People v Rosario |
2022 NY Slip Op 01849 [203 AD3d 1404] |
March 17, 2022 |
Appellate Division, Third Department |
Published by New York State Law Reporting Bureau pursuant to Judiciary Law § 431. |
The People of the State of New York,
Respondent, v John D. Rosario, Appellant. |
Erin C. Morigerato, Albany, for appellant.
Weeden A. Wetmore, District Attorney, Elmira (John D. Kelley of counsel), for respondent.
Garry, P.J. Appeal from a judgment of the County Court of Chemung County (Rich Jr., J.), rendered March 8, 2019, convicting defendant upon his plea of guilty of the crime of attempted assault in the first degree.
Defendant was charged in a three-count indictment with attempted murder in the second degree, attempted assault in the first degree and assault in the second degree stemming from an incident in a grocery store parking lot wherein defendant approached a vehicle and shot an occupant in the arm. Pursuant to a negotiated plea agreement, defendant pleaded guilty to attempted assault in the first degree in full satisfaction of the indictment. County Court sentenced defendant, in accord with the terms of the plea agreement, to a prison term of 12 years followed by five years of postrelease supervision. Defendant appeals.

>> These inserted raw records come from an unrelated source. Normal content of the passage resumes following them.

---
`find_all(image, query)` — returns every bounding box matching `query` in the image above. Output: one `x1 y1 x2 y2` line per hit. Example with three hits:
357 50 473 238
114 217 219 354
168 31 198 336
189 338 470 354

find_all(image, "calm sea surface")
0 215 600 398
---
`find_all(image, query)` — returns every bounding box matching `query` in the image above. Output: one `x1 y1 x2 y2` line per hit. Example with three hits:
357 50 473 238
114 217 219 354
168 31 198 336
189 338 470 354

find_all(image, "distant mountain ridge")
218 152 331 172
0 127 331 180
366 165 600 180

Defendant contends that his plea was not voluntarily entered and that he received ineffective assistance of counsel. Defendant's contentions are not preserved for our review as the record does not reflect that defendant made an appropriate postallocution motion despite an opportunity to do so (see People v Dickerson, 198 AD3d 1190, 1192-1194 [2021]; People v Sydlosky, 181 AD3d 1094, 1094-1095 [2020]; People v Tariq, 166 AD3d 1248, 1248 [2018], lv denied 32 NY3d 1178 [2019]). Further, we are unpersuaded that the narrow exception to the preservation rule was implicated as defendant did not make any "statements during the plea colloquy or at sentencing that cast doubt upon his guilt or otherwise called into question the voluntariness of his plea" (People v Daniels, 193 AD3d 1179, 1180 [2021] [internal quotation marks, brackets and citations omitted]; see People v Velazquez, 194 AD3d 1181, 1183 [2021], lv denied 37 NY3d 995 [2021]).
To the extent that defendant made statements for the first time to the Probation Department that he was "hearing voices" at the time of the subject offense, "County Court was under no obligation to conduct any further inquiry in response to this belated, postplea assertion," particularly given that defendant subsequently acknowledged during the probation interview that any mental health issues were self-diagnosed (People v Allen, 166 AD3d 1210, 1210-1211 [2018] [internal quotation marks and citations omitted], lv denied 32 NY3d 1201 [2019]; see People v Jackson, 159 AD3d 1276, 1276-1277 [2018], lv denied 31 NY3d 1149 [2018]; People v Osman, 151 AD3d 494, 494-495 [2017], lv denied 30 NY3d 982 [2017]). We have reviewed defendant's contention that the statutorily-permissible sentence was harsh and excessive and find no abuse of discretion or extraordinary circumstances warranting a reduction of the agreed-upon sentence in the interest of justice (see People v Warner, 194 AD3d 1098, 1106 [2021], lv denied 37 NY3d 1030 [2021]).
Lynch, Pritzker, Colangelo and McShan, JJ., concur. Ordered that the judgment is affirmed.